If we have a graph with a spanning tree, then every pair of vertices is connected in the tree. Since the spanning tree is a subgraph of the original graph, the vertices were connected in the original as well.

# Minimum Spanning Trees

• If we just want a spanning tree, any $$n-1$$ edges will do.
• If we have edge weights, we can ask for the spanning tree with the lowest total edge weights.
• This is the minimum spanning tree.
• For example, if we add some edge weights, what is the minimum spanning tree?
• Is there a general algorithm to find the MST?
• Actually there are two.
• Prim's Algorithm works by building a tree from the minimum weight edge, out.
procedure prims_algorithm(V, E)
Et = {minimum weight edge in E}
repeat n-2 times
e = the edge in E that is adjacent to an edge in Et, doesn't form a circuit, and has minimum weight
Et = Et + {e}
return (V, Et)
• That is, we start with the minimum weight edge as our partial-tree.
• Look for an adjacent edge that we can add (no loops) with minimum weight.
• Keep adding edges until we have $$n-1$$ of them.
• Kruskal's Algorithm works by building a tree from the minimum weight edge, out.
procedure kruskals_algorithm(V, E)
Et = {}
repeat n-1 times
e = the edge in E that doesn't form a circuit, and has minimum weight
Et = Et + {e}
return (V, Et)
• The only difference here is that we don't limit our search to edges near the tree we're building.
• Both of these algorithms find the MST.
• On our example graph with weighted edges…
• Prim's find the edges of the MST in this order: $$fg, df, ad, ab, be, ce$$.
• Kruskal's find the edges in this order: $$fg, ad, ce, df, ab, be$$.
• It's the same set of edges (so the same MST), just a difference in how we find them.
• Running time?
• It depends on how we store the edges and how quickly we can find the minimum-weight ones.
• But let's assume we're clever about it. Then…
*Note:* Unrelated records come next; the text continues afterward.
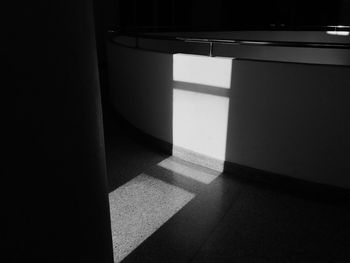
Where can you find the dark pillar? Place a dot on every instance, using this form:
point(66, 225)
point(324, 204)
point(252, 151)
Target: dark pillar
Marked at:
point(56, 196)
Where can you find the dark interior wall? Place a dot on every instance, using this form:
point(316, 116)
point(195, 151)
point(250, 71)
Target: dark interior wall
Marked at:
point(56, 207)
point(229, 15)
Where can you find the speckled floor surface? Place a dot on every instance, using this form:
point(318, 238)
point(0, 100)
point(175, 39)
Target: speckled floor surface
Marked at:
point(230, 219)
point(139, 208)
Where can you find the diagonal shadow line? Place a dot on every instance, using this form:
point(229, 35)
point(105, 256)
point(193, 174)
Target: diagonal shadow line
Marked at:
point(201, 88)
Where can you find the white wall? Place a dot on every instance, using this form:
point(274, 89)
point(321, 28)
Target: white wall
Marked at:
point(287, 118)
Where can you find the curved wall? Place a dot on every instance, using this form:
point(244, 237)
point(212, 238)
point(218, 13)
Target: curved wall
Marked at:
point(286, 118)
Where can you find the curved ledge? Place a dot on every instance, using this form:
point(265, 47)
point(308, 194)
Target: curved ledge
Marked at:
point(284, 118)
point(287, 47)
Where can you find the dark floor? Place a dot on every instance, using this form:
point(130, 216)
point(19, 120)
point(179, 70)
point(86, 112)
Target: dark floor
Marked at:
point(230, 219)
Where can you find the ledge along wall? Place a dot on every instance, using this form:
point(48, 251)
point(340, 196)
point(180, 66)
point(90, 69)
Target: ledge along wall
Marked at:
point(287, 118)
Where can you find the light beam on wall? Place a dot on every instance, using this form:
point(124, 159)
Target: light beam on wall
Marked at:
point(201, 103)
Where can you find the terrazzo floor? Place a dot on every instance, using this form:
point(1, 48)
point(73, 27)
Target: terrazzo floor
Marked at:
point(139, 208)
point(214, 218)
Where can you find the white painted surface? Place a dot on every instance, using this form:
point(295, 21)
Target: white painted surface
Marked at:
point(291, 119)
point(211, 71)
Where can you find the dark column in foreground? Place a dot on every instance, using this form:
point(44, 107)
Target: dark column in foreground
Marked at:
point(56, 196)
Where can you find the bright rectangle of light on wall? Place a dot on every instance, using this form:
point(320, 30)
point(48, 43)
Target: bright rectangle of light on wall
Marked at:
point(201, 103)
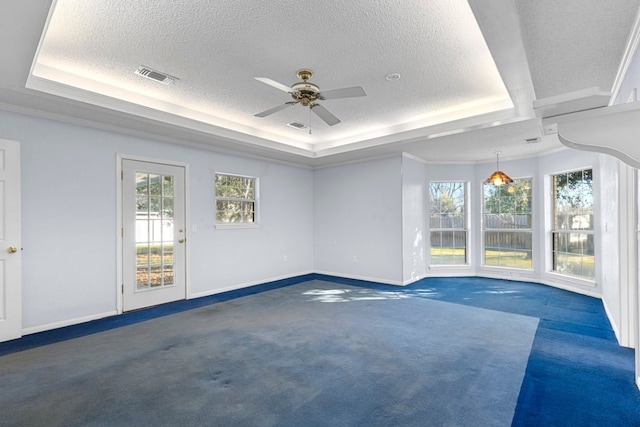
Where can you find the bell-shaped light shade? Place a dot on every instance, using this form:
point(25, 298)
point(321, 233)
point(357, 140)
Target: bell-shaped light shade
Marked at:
point(498, 178)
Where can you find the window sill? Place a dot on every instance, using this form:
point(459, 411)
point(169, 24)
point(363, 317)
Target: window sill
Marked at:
point(571, 280)
point(236, 226)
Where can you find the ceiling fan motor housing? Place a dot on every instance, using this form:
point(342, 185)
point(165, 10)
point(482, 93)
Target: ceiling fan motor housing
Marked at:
point(305, 92)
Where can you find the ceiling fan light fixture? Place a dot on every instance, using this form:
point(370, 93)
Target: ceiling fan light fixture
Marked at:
point(498, 177)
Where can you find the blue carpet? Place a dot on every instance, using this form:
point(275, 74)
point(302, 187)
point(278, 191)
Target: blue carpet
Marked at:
point(314, 354)
point(576, 374)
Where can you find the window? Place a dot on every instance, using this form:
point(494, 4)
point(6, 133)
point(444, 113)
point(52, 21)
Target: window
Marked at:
point(236, 199)
point(448, 223)
point(507, 232)
point(572, 234)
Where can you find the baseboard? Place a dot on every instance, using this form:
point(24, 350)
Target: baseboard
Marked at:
point(613, 324)
point(302, 276)
point(362, 278)
point(68, 322)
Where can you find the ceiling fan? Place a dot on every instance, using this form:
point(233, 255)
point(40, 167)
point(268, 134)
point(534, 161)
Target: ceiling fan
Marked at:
point(307, 93)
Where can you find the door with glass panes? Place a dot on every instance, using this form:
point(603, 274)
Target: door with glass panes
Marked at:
point(153, 234)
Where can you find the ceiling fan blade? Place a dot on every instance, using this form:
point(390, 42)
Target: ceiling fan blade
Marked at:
point(275, 109)
point(275, 84)
point(347, 92)
point(324, 114)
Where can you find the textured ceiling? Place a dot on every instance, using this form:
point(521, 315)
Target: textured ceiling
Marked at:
point(470, 71)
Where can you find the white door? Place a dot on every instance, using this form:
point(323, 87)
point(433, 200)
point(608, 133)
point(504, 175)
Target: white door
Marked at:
point(10, 273)
point(153, 235)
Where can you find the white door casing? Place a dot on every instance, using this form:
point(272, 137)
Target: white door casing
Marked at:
point(153, 234)
point(10, 245)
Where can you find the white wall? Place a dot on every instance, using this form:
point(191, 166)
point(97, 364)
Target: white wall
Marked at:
point(358, 220)
point(414, 220)
point(69, 219)
point(609, 238)
point(362, 220)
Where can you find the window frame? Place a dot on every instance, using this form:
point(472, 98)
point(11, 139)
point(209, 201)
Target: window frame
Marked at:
point(529, 231)
point(554, 231)
point(255, 200)
point(466, 224)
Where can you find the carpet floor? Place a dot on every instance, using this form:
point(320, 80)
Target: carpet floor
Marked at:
point(333, 352)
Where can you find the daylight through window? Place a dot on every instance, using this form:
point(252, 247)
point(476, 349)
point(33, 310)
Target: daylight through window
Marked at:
point(573, 248)
point(507, 225)
point(236, 199)
point(448, 223)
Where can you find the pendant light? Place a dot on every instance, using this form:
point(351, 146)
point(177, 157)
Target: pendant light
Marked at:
point(498, 177)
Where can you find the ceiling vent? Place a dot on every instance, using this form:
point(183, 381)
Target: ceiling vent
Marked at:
point(155, 75)
point(297, 125)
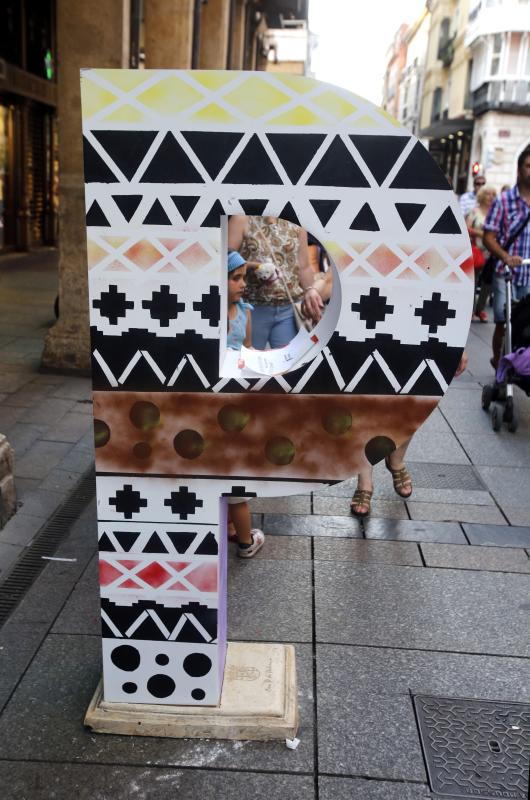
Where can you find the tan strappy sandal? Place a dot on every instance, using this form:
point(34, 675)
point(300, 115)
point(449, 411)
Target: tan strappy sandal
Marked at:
point(361, 498)
point(400, 479)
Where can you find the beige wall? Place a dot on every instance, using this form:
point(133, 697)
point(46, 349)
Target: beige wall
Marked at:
point(92, 37)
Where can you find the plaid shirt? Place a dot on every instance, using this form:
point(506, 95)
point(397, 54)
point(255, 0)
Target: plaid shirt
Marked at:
point(504, 217)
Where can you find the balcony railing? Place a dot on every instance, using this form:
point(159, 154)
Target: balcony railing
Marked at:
point(446, 51)
point(502, 95)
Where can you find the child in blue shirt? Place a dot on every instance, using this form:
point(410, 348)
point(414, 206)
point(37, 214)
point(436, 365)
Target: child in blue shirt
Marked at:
point(250, 540)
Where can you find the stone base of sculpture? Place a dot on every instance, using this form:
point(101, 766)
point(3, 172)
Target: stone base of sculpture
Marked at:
point(258, 701)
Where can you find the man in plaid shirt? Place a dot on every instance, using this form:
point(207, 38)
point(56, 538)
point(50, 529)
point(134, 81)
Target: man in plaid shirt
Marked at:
point(505, 216)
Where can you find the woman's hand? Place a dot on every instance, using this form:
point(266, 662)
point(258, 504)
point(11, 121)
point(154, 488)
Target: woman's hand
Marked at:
point(312, 304)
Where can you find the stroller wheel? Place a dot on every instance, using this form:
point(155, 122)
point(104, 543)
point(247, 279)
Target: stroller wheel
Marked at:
point(487, 397)
point(496, 420)
point(508, 410)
• Prim's runs in $$O(|E|+|V|\log |V|)$$.
• Kruskal's runs in $$O(|E|\log |V|)$$.
• So if we have a lot of edges ($$|E|=O(|V|^2)$$), then Prim's will win.
• If the graph is fairly sparse, Kruskal's will win.
• Both of these are examples of greedy algorithms.
• In a greedy algorithm, you make the choice that seems best right now.
• e.g. the minimum weight edge you can find that doesn't form a circuit.
• If a greedy algorithm works, it's probably fast, because you can make an easy choice.
• But it doesn't get the right answer for every problem.
• e.g. travelling salesman: choosing the minimum weight edge will often find a bad overall solution.
• Don't use a greedy algorithm when it's not appropriate.